2. Бабушка покалечилась, нечаянно или нарочно. Вообще, ей почти не случалось порезаться или обжечься, но бывали времена, когда она обкусывала заусенцы или до крови расчесывала щиколотки. Как-то полностью выщипала брови, и, хотя крови при этом не было, деду это показалось самоистязанием или, вернее сказать, самовандализмом.

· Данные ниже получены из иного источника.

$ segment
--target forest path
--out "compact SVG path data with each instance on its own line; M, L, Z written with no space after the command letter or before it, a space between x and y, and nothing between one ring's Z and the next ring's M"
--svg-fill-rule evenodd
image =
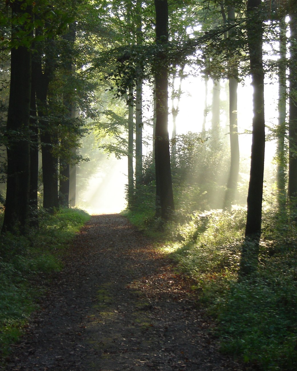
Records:
M125 217L92 216L5 369L245 369L219 353L171 264Z

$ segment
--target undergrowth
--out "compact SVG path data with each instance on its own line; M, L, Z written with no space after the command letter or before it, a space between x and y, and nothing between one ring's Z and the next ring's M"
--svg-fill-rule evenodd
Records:
M37 305L41 287L33 287L43 276L62 267L67 244L89 219L78 209L62 209L39 218L39 227L26 237L7 233L0 239L0 356L9 352Z
M263 210L257 271L239 280L245 218L239 207L192 213L181 223L169 223L158 236L166 240L164 250L179 269L194 279L199 302L217 321L222 351L261 370L295 370L296 218L272 207ZM142 229L148 224L143 220Z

3. У нее не вовремя начались месячные или кровотечение оказалось сильнее обычного. Месячные, и особенно чересчур обильные, могли психологически объяснять и ее отсутствие в доме, и присутствие в швейной конского черепа со стеклянными глазами. Дед давно подозревал – впрочем, настолько подсознательно, что до наблюдений и подсчетов дело не доходило, – некую связь между менструальным циклом своей жены и ее душевным нездоровьем.
Рассматривая третью возможность, он смутно различил на горизонте сознания проблеск четвертой, но, как зарница, она исчезла, стоило глянуть в ее сторону. Тем временем в другой части сознания дедов пессимизм и то упрямое защитное отрицание, которое заменяло ему оптимизм, бились из-за вопроса, не делает ли он из мухи слона. Велика важность: несколько капелек крови, неудачная идея для костюма лошади, уход из дому в неурочное время, чему вполне может найтись объяснение, тем более что сегодня у бабушки передача…
Дед отбросил эту цепочку рассуждений и ее призыв к животному оптимизму. Что-то определенно было не так. Он понял это, как только увидел диск с волынками на радиоле. В целом бабушка, когда на нее накатывало, старалась забиться в уголок, отгородиться, свернуться калачиком. Но иногда что-то гнало ее из дому. В тот вечер, когда ее привела полиция, она бродила, разговаривая сама с собой, как типичная городская сумасшедшая: разутая, полуодетая, руки прижаты к бокам, корпус наклонен вперед, ведьминские космы плещут на ветру, словно стяг безумия.